Thank you, Mr. Chair.
Mr. Smith, a period of five minutes is not enough for all the expertise we have before us. This is a little cruel, but if I hurry you along a little, it will be because we do not have enough time.
Page 11 of the document provided by the Canadian Federation of Independent Business jumps out at me in some fundamental ways. Recent efforts by the current government have focused on lowering income taxes for very large companies and, to a smaller extent, for smaller companies. For SMEs, it comes as no surprise that what can really help them is direct assistance. The capital cost allowance really helped SMEs. But programs that require them to stop baking bread or cleaning clothes in order to sit down with BDC people and find out which programs may help and may meet the criteria are not so easy for small companies. Direct assistance is what helps them.
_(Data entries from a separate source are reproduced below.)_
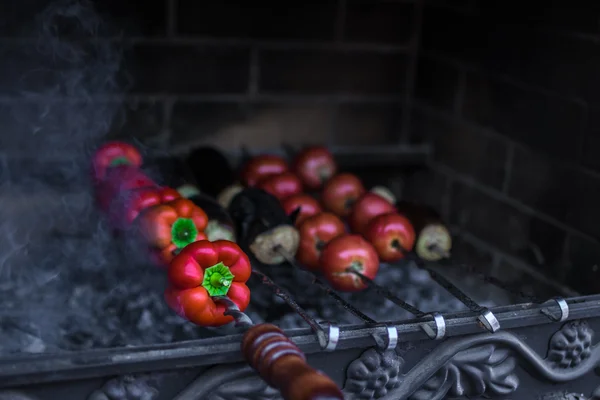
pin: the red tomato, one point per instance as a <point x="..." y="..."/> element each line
<point x="344" y="254"/>
<point x="315" y="233"/>
<point x="259" y="167"/>
<point x="314" y="166"/>
<point x="308" y="205"/>
<point x="282" y="185"/>
<point x="369" y="206"/>
<point x="392" y="235"/>
<point x="341" y="192"/>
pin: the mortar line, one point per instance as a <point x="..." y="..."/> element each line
<point x="171" y="15"/>
<point x="499" y="196"/>
<point x="411" y="72"/>
<point x="340" y="21"/>
<point x="505" y="78"/>
<point x="279" y="45"/>
<point x="508" y="167"/>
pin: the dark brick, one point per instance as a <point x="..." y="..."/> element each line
<point x="379" y="21"/>
<point x="565" y="193"/>
<point x="207" y="122"/>
<point x="367" y="124"/>
<point x="311" y="72"/>
<point x="505" y="227"/>
<point x="505" y="45"/>
<point x="141" y="120"/>
<point x="259" y="19"/>
<point x="427" y="187"/>
<point x="188" y="69"/>
<point x="436" y="83"/>
<point x="584" y="212"/>
<point x="465" y="149"/>
<point x="19" y="18"/>
<point x="584" y="260"/>
<point x="541" y="184"/>
<point x="546" y="123"/>
<point x="572" y="16"/>
<point x="591" y="145"/>
<point x="259" y="126"/>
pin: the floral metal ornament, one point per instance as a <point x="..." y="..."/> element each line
<point x="373" y="374"/>
<point x="571" y="345"/>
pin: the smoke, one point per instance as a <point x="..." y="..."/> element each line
<point x="58" y="97"/>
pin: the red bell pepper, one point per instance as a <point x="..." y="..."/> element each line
<point x="118" y="181"/>
<point x="112" y="154"/>
<point x="171" y="226"/>
<point x="202" y="271"/>
<point x="126" y="208"/>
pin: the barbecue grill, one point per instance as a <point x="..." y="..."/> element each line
<point x="423" y="330"/>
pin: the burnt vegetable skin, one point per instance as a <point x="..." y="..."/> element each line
<point x="434" y="241"/>
<point x="262" y="226"/>
<point x="211" y="170"/>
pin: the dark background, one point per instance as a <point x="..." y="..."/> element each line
<point x="507" y="92"/>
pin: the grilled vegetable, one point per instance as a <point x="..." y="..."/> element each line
<point x="369" y="206"/>
<point x="314" y="166"/>
<point x="263" y="226"/>
<point x="112" y="154"/>
<point x="171" y="226"/>
<point x="392" y="235"/>
<point x="340" y="193"/>
<point x="305" y="205"/>
<point x="131" y="203"/>
<point x="211" y="170"/>
<point x="119" y="180"/>
<point x="315" y="233"/>
<point x="281" y="185"/>
<point x="434" y="241"/>
<point x="202" y="271"/>
<point x="220" y="224"/>
<point x="385" y="193"/>
<point x="259" y="167"/>
<point x="345" y="254"/>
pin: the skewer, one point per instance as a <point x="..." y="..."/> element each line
<point x="279" y="362"/>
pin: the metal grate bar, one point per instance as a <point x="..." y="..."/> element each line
<point x="287" y="297"/>
<point x="347" y="306"/>
<point x="383" y="291"/>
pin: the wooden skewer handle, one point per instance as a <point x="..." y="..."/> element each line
<point x="281" y="364"/>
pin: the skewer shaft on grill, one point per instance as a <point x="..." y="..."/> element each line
<point x="279" y="362"/>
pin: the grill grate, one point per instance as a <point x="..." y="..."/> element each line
<point x="432" y="323"/>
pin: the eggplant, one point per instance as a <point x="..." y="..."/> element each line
<point x="433" y="239"/>
<point x="263" y="227"/>
<point x="211" y="170"/>
<point x="220" y="224"/>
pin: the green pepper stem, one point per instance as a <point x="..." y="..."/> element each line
<point x="217" y="280"/>
<point x="183" y="232"/>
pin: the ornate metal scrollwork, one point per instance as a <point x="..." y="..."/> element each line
<point x="473" y="366"/>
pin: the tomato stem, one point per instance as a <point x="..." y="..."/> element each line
<point x="119" y="161"/>
<point x="183" y="232"/>
<point x="217" y="280"/>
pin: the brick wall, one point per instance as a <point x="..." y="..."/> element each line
<point x="507" y="97"/>
<point x="510" y="96"/>
<point x="258" y="73"/>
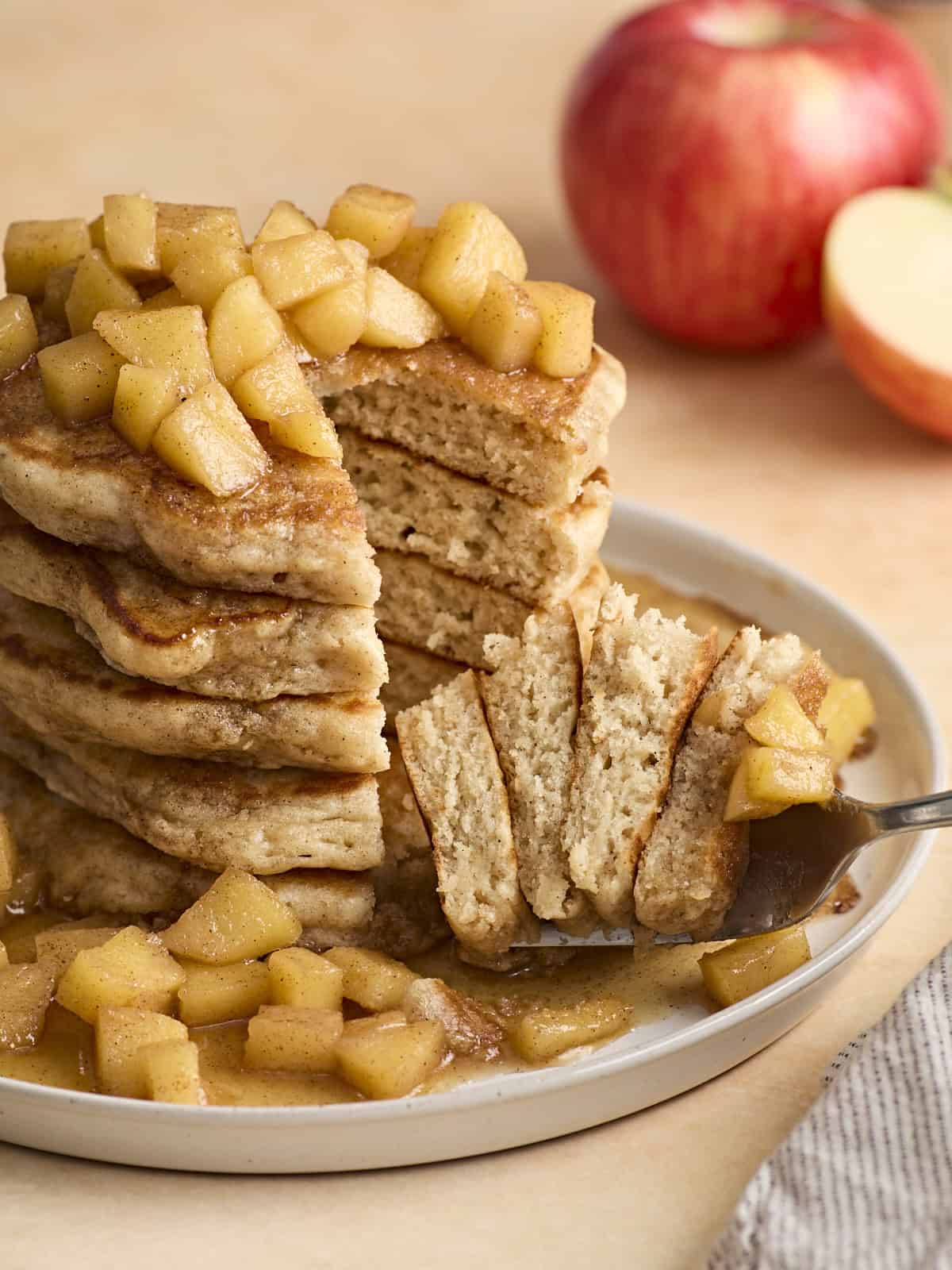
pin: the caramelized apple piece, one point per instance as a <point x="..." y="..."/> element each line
<point x="18" y="333"/>
<point x="130" y="969"/>
<point x="236" y="918"/>
<point x="507" y="325"/>
<point x="406" y="260"/>
<point x="171" y="1072"/>
<point x="294" y="1039"/>
<point x="144" y="397"/>
<point x="304" y="978"/>
<point x="543" y="1034"/>
<point x="33" y="249"/>
<point x="98" y="285"/>
<point x="130" y="233"/>
<point x="391" y="1062"/>
<point x="209" y="442"/>
<point x="79" y="378"/>
<point x="25" y="992"/>
<point x="219" y="994"/>
<point x="206" y="268"/>
<point x="847" y="711"/>
<point x="568" y="329"/>
<point x="243" y="329"/>
<point x="169" y="340"/>
<point x="469" y="243"/>
<point x="748" y="965"/>
<point x="296" y="268"/>
<point x="122" y="1037"/>
<point x="179" y="225"/>
<point x="374" y="216"/>
<point x="283" y="220"/>
<point x="333" y="321"/>
<point x="56" y="292"/>
<point x="397" y="317"/>
<point x="372" y="979"/>
<point x="781" y="722"/>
Do you have any data about big companies by comparison? Perhaps Mr. Smith can answer. It seems to me that there is little direct assistance.
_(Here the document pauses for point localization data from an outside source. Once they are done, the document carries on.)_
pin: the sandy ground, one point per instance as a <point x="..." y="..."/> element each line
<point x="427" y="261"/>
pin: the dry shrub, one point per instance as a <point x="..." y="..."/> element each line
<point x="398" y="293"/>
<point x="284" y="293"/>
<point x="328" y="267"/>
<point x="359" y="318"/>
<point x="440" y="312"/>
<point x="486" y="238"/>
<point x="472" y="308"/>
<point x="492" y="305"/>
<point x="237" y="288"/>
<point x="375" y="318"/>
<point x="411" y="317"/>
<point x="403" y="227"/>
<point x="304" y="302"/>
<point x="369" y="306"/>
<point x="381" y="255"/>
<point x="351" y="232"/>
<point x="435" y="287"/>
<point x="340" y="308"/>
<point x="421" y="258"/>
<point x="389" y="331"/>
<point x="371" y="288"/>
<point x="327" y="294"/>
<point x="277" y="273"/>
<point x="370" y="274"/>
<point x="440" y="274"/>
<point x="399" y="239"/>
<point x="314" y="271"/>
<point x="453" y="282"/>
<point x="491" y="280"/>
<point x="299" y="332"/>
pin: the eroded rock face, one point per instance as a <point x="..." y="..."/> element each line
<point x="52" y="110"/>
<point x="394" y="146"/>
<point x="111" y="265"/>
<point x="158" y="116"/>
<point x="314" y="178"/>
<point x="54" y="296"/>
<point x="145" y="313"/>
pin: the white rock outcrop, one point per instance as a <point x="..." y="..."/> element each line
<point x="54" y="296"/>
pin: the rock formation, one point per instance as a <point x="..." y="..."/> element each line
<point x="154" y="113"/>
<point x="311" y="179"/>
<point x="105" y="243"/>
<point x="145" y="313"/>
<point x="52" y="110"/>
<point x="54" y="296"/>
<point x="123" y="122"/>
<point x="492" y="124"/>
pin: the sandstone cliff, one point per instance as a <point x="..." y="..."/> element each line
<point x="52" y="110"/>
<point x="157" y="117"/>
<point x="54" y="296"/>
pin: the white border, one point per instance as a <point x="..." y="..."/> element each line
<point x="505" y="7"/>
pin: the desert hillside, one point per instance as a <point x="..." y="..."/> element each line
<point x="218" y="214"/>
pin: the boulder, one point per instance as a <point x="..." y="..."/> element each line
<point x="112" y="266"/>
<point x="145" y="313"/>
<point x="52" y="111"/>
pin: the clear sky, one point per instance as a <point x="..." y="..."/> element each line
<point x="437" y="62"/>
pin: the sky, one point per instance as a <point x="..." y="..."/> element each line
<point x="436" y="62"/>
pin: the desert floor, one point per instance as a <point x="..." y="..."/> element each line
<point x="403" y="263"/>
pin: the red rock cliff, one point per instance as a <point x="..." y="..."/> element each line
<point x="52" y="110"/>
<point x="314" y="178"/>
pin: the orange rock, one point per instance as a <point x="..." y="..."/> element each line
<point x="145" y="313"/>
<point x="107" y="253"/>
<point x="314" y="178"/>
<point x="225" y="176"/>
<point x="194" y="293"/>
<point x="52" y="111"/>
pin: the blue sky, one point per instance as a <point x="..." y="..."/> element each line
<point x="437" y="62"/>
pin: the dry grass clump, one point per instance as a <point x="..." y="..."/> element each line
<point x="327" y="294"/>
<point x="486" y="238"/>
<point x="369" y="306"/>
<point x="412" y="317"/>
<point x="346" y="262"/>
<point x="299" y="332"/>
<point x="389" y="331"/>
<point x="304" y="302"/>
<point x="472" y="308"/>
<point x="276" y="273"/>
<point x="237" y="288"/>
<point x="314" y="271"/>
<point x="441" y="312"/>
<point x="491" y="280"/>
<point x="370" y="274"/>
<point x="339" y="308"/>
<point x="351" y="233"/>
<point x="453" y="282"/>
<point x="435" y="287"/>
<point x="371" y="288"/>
So what is the proportion of indirect assistance used by large companies as opposed to small ones?
In terms of the SR&ED program, more than 75% of the small businesses that were able to use it by virtue of some of their activities have been unable to do so for two years. The regional chambers of commerce confirm that fact. Medium-sized businesses do not do too badly, but people all tell me the same thing: they have to invest up to 30% of the amount they are looking for. For example, if they want $100,000, they have to invest $30,000 in administration to justify the $100,000 they are looking for. If they do not, they get no assistance. We find that situation all over eastern Quebec; is it anything like what people have told you elsewhere in Canada?